In “Border Run,” a remote Asian locale serves as the venue for a gut-wrenching experience that bares the rawest side of the human psyche. Two adventure-seeking British backpackers in southeastern China, Jake and Will, arrange to be driven to a scenic waterfall across the border in Myanmar. When they arrive, two cute native women are waiting for them by the waterfall, and we soon see the two young Brits have diametrically different ideas about paying for sex.
This initial schism brings out the characters’ embedded flaws: obstinacy, paranoia and cunning. The two find their Western driver-guide, Howard, is using their “tour” as cover to smuggle stimulant drugs into China — an offense punishable by death. What if they are intercepted at the border? Will confronts the guide but Jake has sampled the drug and in his frenzied, paranoid state uses a crossbow — shades of James Dickey’s 1970 novel “Deliverance” — to shoot a border policeman who approaches them on the road, and suddenly their harmless excursion is transformed into a desperate exercise in covering up the murder of a cop.
Lewis admits he was inspired by James Dickey’s 1970 novel (and subsequent film), “Deliverance,” about the harrowing experience of four men on a canoe trip in a remote part of the U.S. South. While the parallels with “Deliverance” are inescapable, “Border Run” also has the flavor of an Edward Albee drama. Albee, best known for “Who’s Afraid of Virginia Wolf?,” had a singular talent for writing dramas in which characters verbally and sometimes physically tear each other to shreds.
It’s interesting that with one exception none of the few Asians who appear in “Border Run” are given names, or even speaking roles. The narrative, most of which takes place the same day, maintains tension through the three Westerners’ petty self-justifications, deceit, shifting alliances and betrayals. The carefree and naive spirit demonstrated by the two young protagonists at the opening are nowhere in evidence by its conclusion.
“Slash and Burn” is the eighth mystery in Colin Cotterill’s series set in Laos in the late 1970s, while the country is gradually recovering from the prolonged civil war in which the communist Pathet Lao defeated the royalists.
The post of national coroner of Laos is held by Dr. Siri Paiboun, an elderly French-educated doctor who never wanted the job in the first place. Siri, who is still recovering from a near-fatal encounter with the denizens of Cambodia’s killing fields in a previous novel, is counting the days before his retirement. This time he’s ordered to accompany a delegation of Americans who have been granted permission to search a remote part of the country for an Air America helicopter pilot, son of a U.S. senator, who disappeared in a crash ten years earlier — during the height of the conflict in Southeast Asia. The Yank delegation includes a U.S. senator, his secretary, staff from the U.S. embassy in neighboring Thailand, a forensic physician and a vivacious young American woman, daughter of a missionary and a fluent Lao speaker, who serves as an interpreter.

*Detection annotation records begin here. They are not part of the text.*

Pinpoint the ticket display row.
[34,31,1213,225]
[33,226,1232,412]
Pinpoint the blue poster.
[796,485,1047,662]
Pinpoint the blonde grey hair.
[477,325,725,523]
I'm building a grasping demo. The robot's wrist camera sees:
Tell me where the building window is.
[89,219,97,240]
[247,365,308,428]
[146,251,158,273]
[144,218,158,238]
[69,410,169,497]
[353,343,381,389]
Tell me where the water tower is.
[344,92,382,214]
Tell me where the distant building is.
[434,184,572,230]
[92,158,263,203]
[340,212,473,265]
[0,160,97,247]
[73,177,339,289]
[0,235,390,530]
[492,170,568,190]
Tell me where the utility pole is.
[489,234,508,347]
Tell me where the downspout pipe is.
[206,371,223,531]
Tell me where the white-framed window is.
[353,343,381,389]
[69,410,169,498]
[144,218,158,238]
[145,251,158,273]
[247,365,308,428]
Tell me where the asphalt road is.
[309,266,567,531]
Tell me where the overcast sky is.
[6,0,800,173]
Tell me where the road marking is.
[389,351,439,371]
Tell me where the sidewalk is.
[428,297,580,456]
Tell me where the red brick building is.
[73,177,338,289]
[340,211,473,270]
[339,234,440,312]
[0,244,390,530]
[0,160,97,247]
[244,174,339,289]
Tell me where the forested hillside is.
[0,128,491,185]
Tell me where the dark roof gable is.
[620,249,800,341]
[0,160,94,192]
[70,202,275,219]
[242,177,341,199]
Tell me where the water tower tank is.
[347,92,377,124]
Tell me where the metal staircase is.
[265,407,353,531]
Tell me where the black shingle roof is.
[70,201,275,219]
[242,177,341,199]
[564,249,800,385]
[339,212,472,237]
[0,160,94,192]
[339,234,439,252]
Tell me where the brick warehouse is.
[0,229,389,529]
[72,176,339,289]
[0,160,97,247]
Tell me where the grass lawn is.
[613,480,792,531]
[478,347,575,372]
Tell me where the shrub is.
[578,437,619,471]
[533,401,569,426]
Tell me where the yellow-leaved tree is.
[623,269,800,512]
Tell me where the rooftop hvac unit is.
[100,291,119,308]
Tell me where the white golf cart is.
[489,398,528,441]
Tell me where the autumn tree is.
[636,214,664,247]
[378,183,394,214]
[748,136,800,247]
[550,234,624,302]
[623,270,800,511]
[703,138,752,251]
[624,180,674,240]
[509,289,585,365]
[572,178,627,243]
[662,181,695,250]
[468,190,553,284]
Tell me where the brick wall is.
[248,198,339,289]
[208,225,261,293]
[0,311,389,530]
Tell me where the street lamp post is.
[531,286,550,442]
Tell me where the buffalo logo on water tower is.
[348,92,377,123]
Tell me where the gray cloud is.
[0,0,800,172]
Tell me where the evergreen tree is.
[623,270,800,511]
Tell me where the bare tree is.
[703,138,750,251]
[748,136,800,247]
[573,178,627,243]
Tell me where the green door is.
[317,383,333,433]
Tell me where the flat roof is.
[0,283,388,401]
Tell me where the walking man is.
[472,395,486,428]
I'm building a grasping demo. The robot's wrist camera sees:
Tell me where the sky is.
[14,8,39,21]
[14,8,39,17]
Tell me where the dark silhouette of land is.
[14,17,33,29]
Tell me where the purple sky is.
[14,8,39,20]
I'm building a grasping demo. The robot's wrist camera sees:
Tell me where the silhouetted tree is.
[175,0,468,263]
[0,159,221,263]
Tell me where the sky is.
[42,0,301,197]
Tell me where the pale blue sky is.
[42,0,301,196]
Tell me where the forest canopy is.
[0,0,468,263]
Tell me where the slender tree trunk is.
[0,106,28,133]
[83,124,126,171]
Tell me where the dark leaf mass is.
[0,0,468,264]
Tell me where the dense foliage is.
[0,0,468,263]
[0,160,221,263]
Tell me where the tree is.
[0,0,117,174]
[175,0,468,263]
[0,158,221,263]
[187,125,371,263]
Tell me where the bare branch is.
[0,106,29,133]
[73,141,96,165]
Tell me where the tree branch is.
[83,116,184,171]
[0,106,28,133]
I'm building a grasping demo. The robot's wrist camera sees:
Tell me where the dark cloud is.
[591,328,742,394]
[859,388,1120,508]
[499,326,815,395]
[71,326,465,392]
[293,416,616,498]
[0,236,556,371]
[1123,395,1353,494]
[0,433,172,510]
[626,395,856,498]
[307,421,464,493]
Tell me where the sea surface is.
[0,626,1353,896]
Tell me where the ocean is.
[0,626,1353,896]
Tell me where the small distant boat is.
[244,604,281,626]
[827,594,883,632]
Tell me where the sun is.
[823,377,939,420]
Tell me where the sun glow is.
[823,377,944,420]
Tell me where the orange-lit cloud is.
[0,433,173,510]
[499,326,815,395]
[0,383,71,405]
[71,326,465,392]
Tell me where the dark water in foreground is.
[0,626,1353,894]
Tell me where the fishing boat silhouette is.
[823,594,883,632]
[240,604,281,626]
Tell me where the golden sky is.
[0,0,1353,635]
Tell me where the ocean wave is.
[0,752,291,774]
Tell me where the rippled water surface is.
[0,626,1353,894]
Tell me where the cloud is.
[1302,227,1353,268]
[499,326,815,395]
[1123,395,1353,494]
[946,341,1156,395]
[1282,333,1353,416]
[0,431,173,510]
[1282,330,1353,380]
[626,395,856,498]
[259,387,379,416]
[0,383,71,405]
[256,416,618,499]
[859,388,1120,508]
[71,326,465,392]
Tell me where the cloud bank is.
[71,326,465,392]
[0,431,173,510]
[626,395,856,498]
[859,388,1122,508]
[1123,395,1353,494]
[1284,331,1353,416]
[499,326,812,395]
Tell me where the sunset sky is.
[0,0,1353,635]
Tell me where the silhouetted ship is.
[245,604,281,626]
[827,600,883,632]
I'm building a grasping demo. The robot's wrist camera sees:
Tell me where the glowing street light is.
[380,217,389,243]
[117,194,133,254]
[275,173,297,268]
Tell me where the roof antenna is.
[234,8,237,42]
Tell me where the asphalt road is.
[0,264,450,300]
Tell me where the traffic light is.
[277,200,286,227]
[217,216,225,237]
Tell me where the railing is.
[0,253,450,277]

The Americans’ strange behavior gives the Laotians just cause for suspicion as to their true motives for wanting to trace the downed pilot. If the pilot had survived the crash 10 years ago, where is he? But why are men who had worked with the pilot ten years earlier at Air America (which was operated by the CIA) being murdered now? And what’s the explanation for several mysterious, barren sites in remote mountainous parts of the country? The interwoven complexities of the plot make “Slash and Burn” the best in Cotterill’s series to date.
Laos in the ’70s is an interesting choice for a mystery venue. Compared with the bloodthirsty Khmer Rouge in neighboring Cambodia, the Pathet Lao, while vindictive toward the defeated royalists, tended to be more humane. Nevertheless the average citizen suffered unnecessarily during the first years under communism, which saw many incompetent doctrinaires in positions of power. One such adversary is Judge Haeng, a political hard-liner who comes across as a clumsy buffoon who repeatedly interferes with Siri’s attempts at investigation.
Along with a few lessons in native folklore and superstition, Cotterill parades a retinue of eccentric but memorable characters, including a cross-dressing fortune teller, Auntie Bpoo, Siri’s wife, Madame Daeng, his old comrade in arms, Civilai, his feisty nurse Dtui, Dtui’s husband, police inspector Phosy, and Siri’s young lab assistant, Mr. Geung, for whom Down’s Syndrome poses no impediment to his efficiency in the laboratory and courage under fire.